Salâmân consentit; mais pendant toute une moitié du temps, il avait l'esprit occupé de l'autre. Le roi s'en étant aperçu, se décida à consulter les sages sur l'opportunité de faire périr Absâl. C'était le seul moyen qui lui restât de se délivrer d'elle. Les sages blâmèrent ce projet; et le vizir répondit au roi que ce meurtre ébranlerait son trône sans lui ouvrir l'accès dans le chœur des Chérubins.

L'écho de cette discussion parvint à Salâmân qui s'empressa d'en avertir Absâl; ils cherchèrent ensemble le moyen de déjouer les desseins du roi et de se mettre à l'abri de sa colère. Ils décidèrent de s'enfuir jusqu'au rivage de la mer d'Occident et d'habiter là.

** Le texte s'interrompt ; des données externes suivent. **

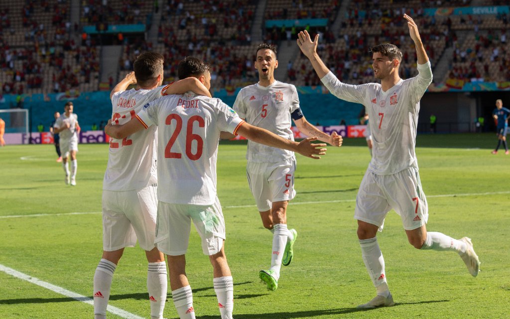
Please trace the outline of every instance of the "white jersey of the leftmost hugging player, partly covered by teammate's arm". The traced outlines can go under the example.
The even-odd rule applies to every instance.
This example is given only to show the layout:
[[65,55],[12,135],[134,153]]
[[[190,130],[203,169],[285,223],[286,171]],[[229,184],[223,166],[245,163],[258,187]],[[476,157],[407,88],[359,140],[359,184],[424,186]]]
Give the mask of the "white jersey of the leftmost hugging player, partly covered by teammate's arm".
[[[112,95],[112,123],[126,124],[145,104],[161,97],[167,87],[116,92]],[[124,139],[110,137],[103,189],[135,190],[157,183],[156,131],[154,126]]]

Or le roi possédait, grâce à sa science magique, deux flûtes d'or munies de sept trous correspondant aux sept climats du monde. Lorsqu'il soufflait dans l'un de ces trous, tout ce qui se passait dans un climat lui apparaissait. Il découvrit ainsi le lieu où s'étaient retirés Salâmân et Absâl, et il vit qu'ils étaient dans un très misérable état. Il eut d'abord pitié d'eux, et il leur fit envoyer quelques subsistances. Puis, irrité de nouveau par la force de leur amour, il les fit tourmenter dans leur passion même par des esprits qui leur infligeaient des désirs qu'ils ne pouvaient satisfaire.

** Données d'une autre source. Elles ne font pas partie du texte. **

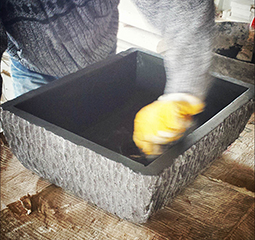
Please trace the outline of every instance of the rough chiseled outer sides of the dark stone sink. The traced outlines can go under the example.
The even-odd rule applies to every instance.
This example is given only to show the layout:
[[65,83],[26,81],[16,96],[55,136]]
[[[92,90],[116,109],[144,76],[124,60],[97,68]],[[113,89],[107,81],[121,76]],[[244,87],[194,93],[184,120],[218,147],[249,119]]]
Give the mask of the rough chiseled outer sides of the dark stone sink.
[[1,121],[26,168],[120,218],[142,223],[238,138],[252,112],[250,101],[156,176],[136,173],[7,110],[1,109]]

Salâmân comprit que ces maux lui venaient de son père. Il se leva et il se rendit, accompagné d'Absâl, à la porte du roi pour implorer son pardon. Le roi exigea encore de lui le renvoi d'Absâl, en lui répétant qu'il demeurerait incapable de s'asseoir sur le trône tant qu'il la garderait auprès de lui, parce que cette femme et l'empire le réclameraient chacun tout entier. Absâl serait comme une entrave attachée à ses pieds, qui l'empêcherait d'atteindre aussi le trône céleste des sphères. Et, ayant dit, il les fit attacher tout un jour dans la position indiquée par cette comparaison. Lorsqu'on les délia, la nuit venue, tous deux se prirent par la main et ils allèrent ensemble se jeter dans la mer.

Cependant Hermânos veillait sur eux; il commanda à l'esprit des eaux d'épargner Salâmân jusqu'à ce qu'il eût eu le temps d'envoyer des hommes à sa recherche. Quant à Absâl, il la laissa se noyer.

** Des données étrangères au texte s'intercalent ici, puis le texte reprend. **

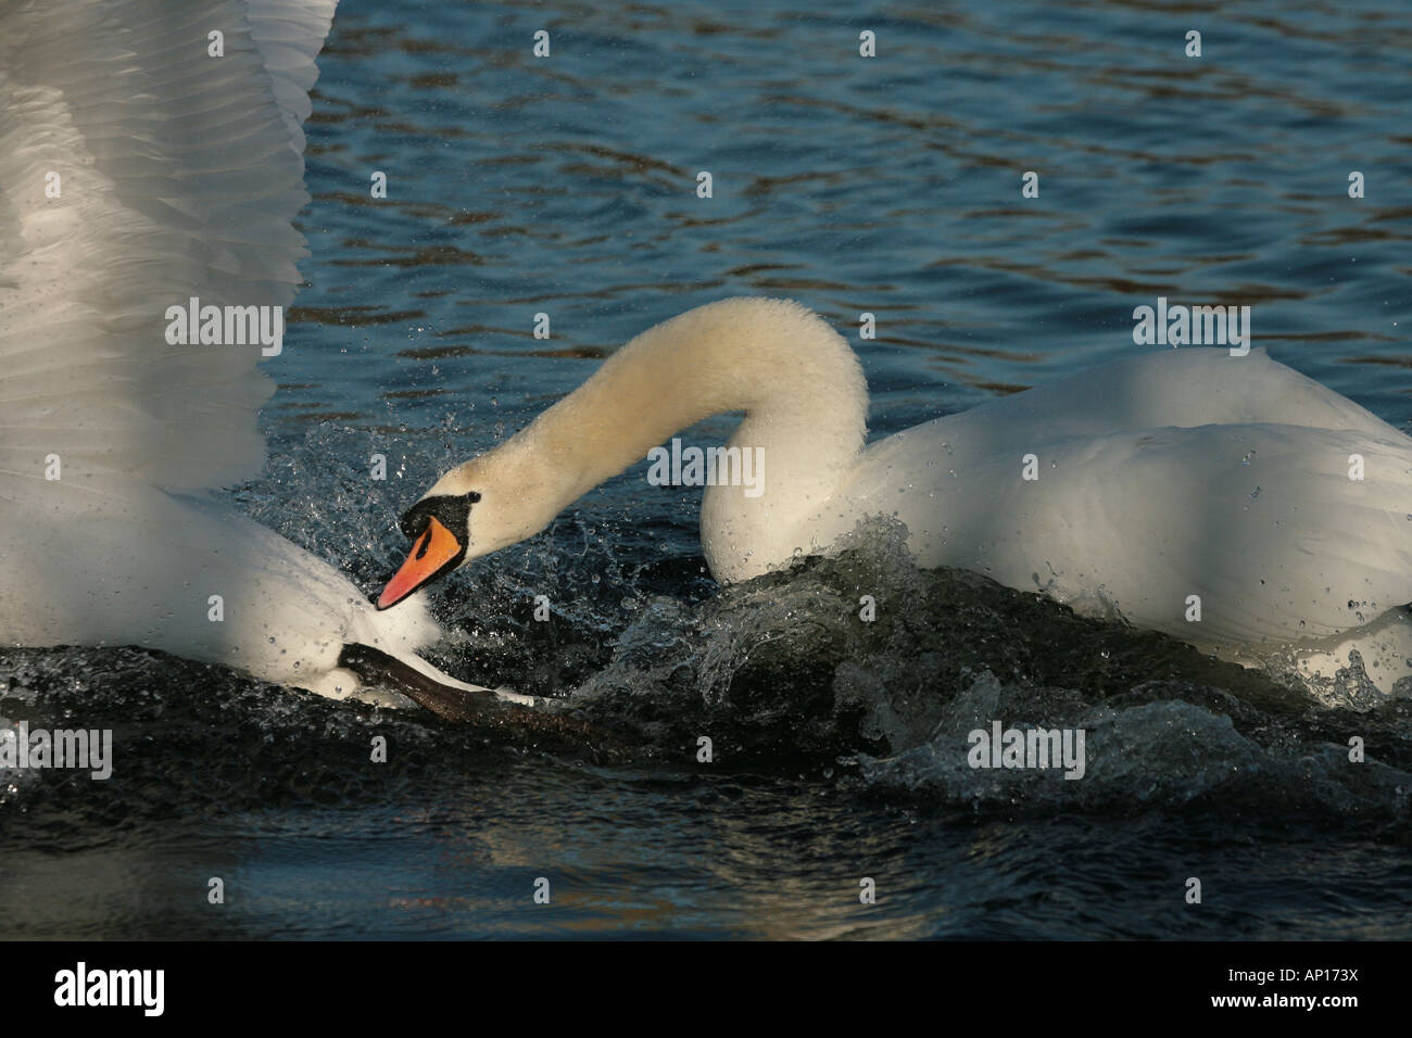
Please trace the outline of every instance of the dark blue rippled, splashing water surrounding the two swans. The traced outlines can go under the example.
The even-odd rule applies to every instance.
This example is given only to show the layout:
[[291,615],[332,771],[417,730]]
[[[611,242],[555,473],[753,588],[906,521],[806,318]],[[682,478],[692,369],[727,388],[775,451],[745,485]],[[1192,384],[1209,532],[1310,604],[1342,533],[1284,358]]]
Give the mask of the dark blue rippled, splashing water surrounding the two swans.
[[[736,294],[850,336],[874,435],[1130,356],[1159,295],[1251,305],[1257,345],[1412,424],[1412,10],[819,7],[346,0],[309,126],[309,284],[241,507],[374,590],[442,469]],[[0,654],[0,713],[82,715],[123,751],[109,782],[0,785],[7,935],[1412,936],[1406,700],[1316,702],[918,573],[885,530],[717,592],[696,510],[634,470],[442,585],[442,665],[603,739],[143,650]],[[895,607],[854,623],[860,590]],[[967,768],[991,717],[1086,727],[1086,778]]]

Lorsque Salâmân eut acquis la certitude de la mort d'Absâl, il fut sur le point d'en mourir de douleur, et il devint comme insensé. Le roi alla consulter le sage Iklîkoulâs, qui exprima le vœu de revoir le jeune homme. Celui-ci étant venu, le sage lui demanda s'il désirait rejoindre Absâl.--Comment ne le désirerais-je pas? répondit-il.--Viens donc avec moi, dit le sage, dans la grotte de Sârikoun; nous y prierons quarante jours après lesquels Absâl retournera à toi.--Ils allèrent ensemble à la grotte. Le sage avait mis à sa promesse trois conditions: que le jeune homme ne lui cacherait rien, qu'il imiterait tout ce qu'il lui verrait faire, sauf un adoucissement qui lui serait accordé pour le jeûne, et qu'il n'aimerait point d'autre femme qu'Absâl toute sa vie durant.

Ils se mirent alors à prier Vénus; et chaque jour Salâmân voyait la figure d'Absâl, qui s'asseyait près de lui et s'entretenait avec lui, et il rapportait au sage tout ce qu'il avait dit et entendu.

Mais, au bout de quarante jours, parut une autre figure, étrange et merveilleuse au delà de toute beauté. C'était la figure de Vénus. Salâmân s'éprit pour elle d'un amour si grand qu'il en oublia l'amour d'Absâl. «Je ne désire plus Absâl, dit-il au sage, je ne veux plus que cette image.--N'as-tu pas promis de n'aimer qu'Absâl? répliqua le sage; nous voici près du moment où elle va t'être rendue;» mais le jeune homme répéta: «Je ne veux plus que cette image.»

Alors le sage conjura l'esprit de cette image, qui vint en tous temps visiter Salâmân; et cela dura tant qu'à la fin le cœur de Salâmân se lassa de cette image même; et son esprit s'éclaircit et son âme fut purifiée du trouble de la passion.

Le roi rendit grâces au sage, et Salâmân s'étant assis sur le trône de l'empire, n'eut plus en vue que la sagesse, et il s'acquit une grande gloire. De nombreuses merveilles furent accomplies sous son règne.